# Cross-national survey data on student attitudes toward artificial intelligence

**Authors:** Ján Skalka, Małgorzata Przybyła-Kasperek, Eugenia Smyrnova-Trybulska, Cyril Klimeš, Radim Farana, Valentina Dagienė, Vladimiras Dolgopolovas

PMC · DOI: 10.1016/j.dib.2025.112022 · 2025-09-04

## TL;DR

This paper shares survey data on university students' attitudes and readiness toward AI across multiple countries in Central and Eastern Europe.

## Contribution

The study provides a longitudinal, cross-national dataset on AI literacy and attitudes from diverse student populations.

## Key findings

- The dataset includes 1146 students from eight countries and various academic disciplines.
- It captures AI-related constructs such as anxiety, confidence, and perceived relevance using validated instruments.
- The data supports comparative international research and educational interventions.

## Abstract

This data article presents responses from a comprehensive, multi-year survey conducted between 2022 and 2024 at several universities in Central and Eastern Europe, focusing on students' artificial intelligence (AI) literacy, attitudes, and readiness. The data collection was part of a longitudinal project within the FITPED consortium, which built upon previous EU-funded initiatives to support digital education.
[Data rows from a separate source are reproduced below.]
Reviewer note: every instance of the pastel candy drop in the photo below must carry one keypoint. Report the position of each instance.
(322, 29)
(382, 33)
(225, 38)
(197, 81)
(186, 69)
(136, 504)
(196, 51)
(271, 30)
A total of 1146 university students participated, representing a diverse range of study programs, academic years, and countries, including Slovakia, Poland, the Czech Republic, Lithuania, Indonesia, Turkey, France, and Ukraine. The structured questionnaire was based on validated instruments and included constructs such as AI literacy, AI readiness, AI anxiety, behavioural intention, satisfaction, confidence, perceived relevance of AI, and social goods. Items were rated on a 5-point Likert scale, and demographic information, including gender, age, year of study, field of study, and previous experience with AI-related courses, was collected. The survey was administered anonymously via Google Forms and the Moodle LMS in multiple languages, ensuring accessibility across disciplines. The dataset supports cross-disciplines and longitudinal comparisons and is suitable for quantitative analytical methods such as factor analysis and structural equation modeling. This openly shared dataset provides a foundation for tracking trends in AI readiness and perceptions in higher education. It allows for its reuse for comparative international research, curriculum development, and targeted educational interventions that promote inclusive and context-aware AI literacy.

## Full-text entities

- **Diseases:** anxiety (MESH:D001007)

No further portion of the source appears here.